So there are different TTS libraries out there and I see they all use different normalization methods for spectrogram normalization in model training.
Right now in Mozilla TTS what we do is the following;
- apply preemphasis to wav
- compute the spectrogram by stft
-
audio.amp_to_db()
- convert amplitude to decibel with20 * np.log10(np.maximum(min_level, x))
-
audio._normalize()
- normalize the spectrogram into the range [-4,4] assuming minimum db is -100
First of all, does anyone see any problem here?
The only obvious thing above is that preemphasis operation is hard to recover if you do batch inference. There is no straight forward implementation of it in CUDA since de-preemphasis operation has a temporal dependency in itself. Y
ou can approximate it by using RNN layers but it is slow. Hence, I guess it makes sense to drop preemphasis. This also makes our model incompatible with the latest vocoder models.

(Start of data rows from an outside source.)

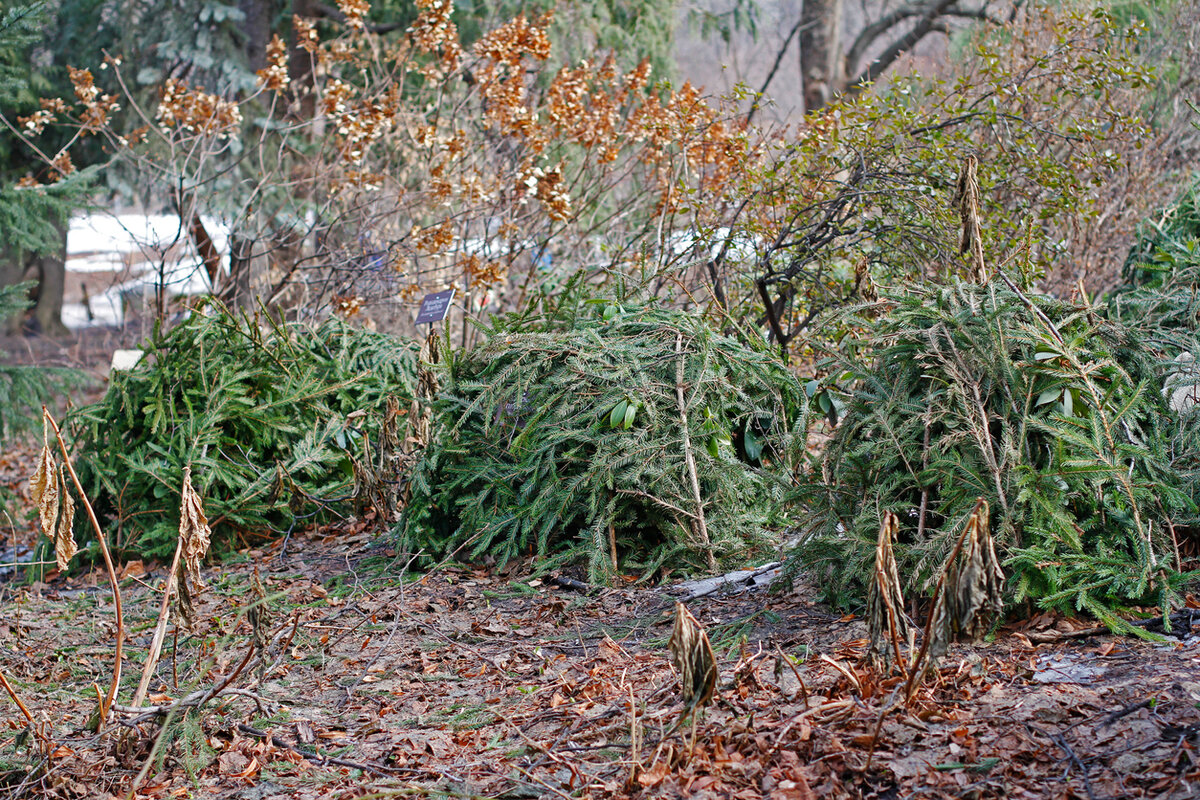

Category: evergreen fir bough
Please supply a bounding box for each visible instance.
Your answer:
[792,282,1193,626]
[71,306,415,558]
[401,306,804,582]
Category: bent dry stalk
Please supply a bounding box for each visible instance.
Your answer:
[42,405,125,733]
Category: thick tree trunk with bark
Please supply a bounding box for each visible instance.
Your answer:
[800,0,845,112]
[0,219,70,337]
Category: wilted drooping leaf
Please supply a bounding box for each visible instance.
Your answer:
[29,441,59,536]
[866,511,912,664]
[946,499,1004,640]
[667,602,716,711]
[54,467,79,572]
[179,467,212,594]
[29,420,79,572]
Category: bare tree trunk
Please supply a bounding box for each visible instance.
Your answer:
[34,219,71,336]
[0,219,70,336]
[800,0,846,112]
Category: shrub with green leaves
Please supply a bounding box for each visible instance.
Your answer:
[70,306,415,558]
[400,305,805,582]
[792,282,1192,626]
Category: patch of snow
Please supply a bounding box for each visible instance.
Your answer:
[67,212,229,259]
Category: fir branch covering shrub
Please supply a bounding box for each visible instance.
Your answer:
[792,282,1192,626]
[1106,182,1200,534]
[400,305,805,582]
[71,305,415,558]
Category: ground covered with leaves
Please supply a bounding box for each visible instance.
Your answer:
[0,521,1200,800]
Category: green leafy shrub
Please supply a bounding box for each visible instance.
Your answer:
[792,283,1192,625]
[401,306,804,582]
[70,306,415,558]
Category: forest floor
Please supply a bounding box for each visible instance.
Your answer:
[0,328,1200,800]
[0,501,1200,800]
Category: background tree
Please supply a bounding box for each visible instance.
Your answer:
[0,5,86,336]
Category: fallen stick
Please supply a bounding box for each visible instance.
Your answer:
[668,561,782,603]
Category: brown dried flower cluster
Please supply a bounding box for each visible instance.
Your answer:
[474,13,550,68]
[322,79,401,167]
[408,0,462,79]
[337,0,371,31]
[67,62,120,133]
[49,150,74,184]
[17,108,56,136]
[155,78,241,137]
[334,295,366,319]
[462,253,509,289]
[256,34,292,91]
[292,16,320,55]
[518,164,571,222]
[413,219,454,253]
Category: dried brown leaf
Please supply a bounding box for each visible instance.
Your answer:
[866,511,913,664]
[179,467,212,594]
[54,468,79,572]
[667,602,716,710]
[29,443,59,536]
[946,500,1004,640]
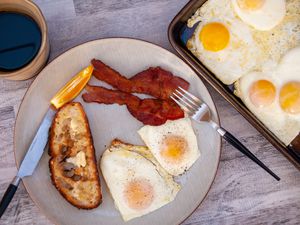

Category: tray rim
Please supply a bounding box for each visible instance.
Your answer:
[168,0,300,170]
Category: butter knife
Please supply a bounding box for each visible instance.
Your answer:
[0,65,93,218]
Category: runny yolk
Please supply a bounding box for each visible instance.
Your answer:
[249,80,276,107]
[199,22,230,52]
[279,81,300,114]
[160,136,187,163]
[124,178,154,210]
[237,0,266,11]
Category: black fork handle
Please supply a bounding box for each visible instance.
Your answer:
[217,127,280,181]
[0,177,21,218]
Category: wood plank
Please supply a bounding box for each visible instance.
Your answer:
[0,0,300,225]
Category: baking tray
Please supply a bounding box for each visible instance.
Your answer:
[168,0,300,170]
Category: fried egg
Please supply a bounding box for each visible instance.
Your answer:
[138,118,200,176]
[100,140,180,221]
[232,0,286,31]
[235,47,300,145]
[187,0,300,85]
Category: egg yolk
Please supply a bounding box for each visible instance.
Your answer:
[237,0,266,11]
[249,80,276,107]
[199,23,230,52]
[279,81,300,114]
[124,178,154,210]
[160,136,188,163]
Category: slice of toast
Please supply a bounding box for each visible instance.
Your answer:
[49,102,102,209]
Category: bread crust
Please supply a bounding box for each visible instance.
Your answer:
[48,102,102,209]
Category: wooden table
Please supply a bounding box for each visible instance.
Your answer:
[0,0,300,225]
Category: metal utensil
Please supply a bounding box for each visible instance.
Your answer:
[0,65,93,218]
[171,87,280,181]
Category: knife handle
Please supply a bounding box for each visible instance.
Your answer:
[0,177,21,218]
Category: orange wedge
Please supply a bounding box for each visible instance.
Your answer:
[50,65,94,109]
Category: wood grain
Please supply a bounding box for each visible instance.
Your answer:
[0,0,300,225]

I see NVIDIA Tacotron implementation does not use any normalization except the amp_to_db operation
ESPNet, on the other hand, uses Standardization with mean and variance. It is good to compute normalization parameters from the target dataset (as in image recognition) to make the normalization flexible among different datasets. However, the downside is that each frequency level attains the same level of consideration by the model. I don’t think it is the right thing to do since for speech different frequency levels signify different aspects of the speech. Another downside is that in a multi-speaker model we need to compute mean-var stats separately per speaker. Which is a viable but an additional headache.
Also, I saw that using Standardization enables better vocoder models, especially with the new GAN based models.
I also started to experiment with Standardization and saw that the training seems more stable but the GL based results sound worse.
So I guess the better option is to use Standardization with a trained vocoder and our current normalization flow for GL.
These are all I know and I am kind of confused here. Please let me know if you have any take in this issue.